During a frenzied period of lobbying for leniency earlier in the afternoon, Rangel’s allies insisted his mistakes did not merit a censure, in part because he did not benefit from his actions.
Butterfield said the last four censures, leveled over the last century, were for “despicable conduct” or acts of “dishonesty.”
“These are not acts of dishonesty,” he said. “What Rangel did was reckless and sloppy.”
Before Thanksgiving an ethics adjudicatory committee convicted Rangel of 11 counts of violating ethics rules.
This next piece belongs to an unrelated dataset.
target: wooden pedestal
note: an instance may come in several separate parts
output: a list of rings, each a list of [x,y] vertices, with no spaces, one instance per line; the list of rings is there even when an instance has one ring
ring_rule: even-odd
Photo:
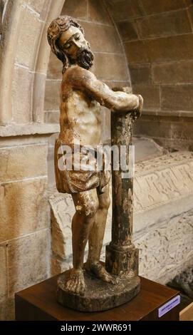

The charges include: improperly using his office to solicit donations for a school of public policy in his name at the City College of New York (CCNY), using a rent-stabilized apartment in Harlem for his campaign office, failing to report more than $600,000 on his financial disclosure report, and failing to pay taxes on rental income from a villa he owns in the Dominican Republic.
In his written statement submitted by his attorneys in July, Rangel said the investigative subcommittee that brought charges against him “acted beyond the scope of its authority” and did not give him enough time to provide a defense, violating the Fifth Amendment’s due process clause. He called their findings “deeply flawed.”
This story was updated at 7:42 p.m.
Mike Lillis, Russell Berman, Molly K. Hooper and Jordan Fabian contributed to this story.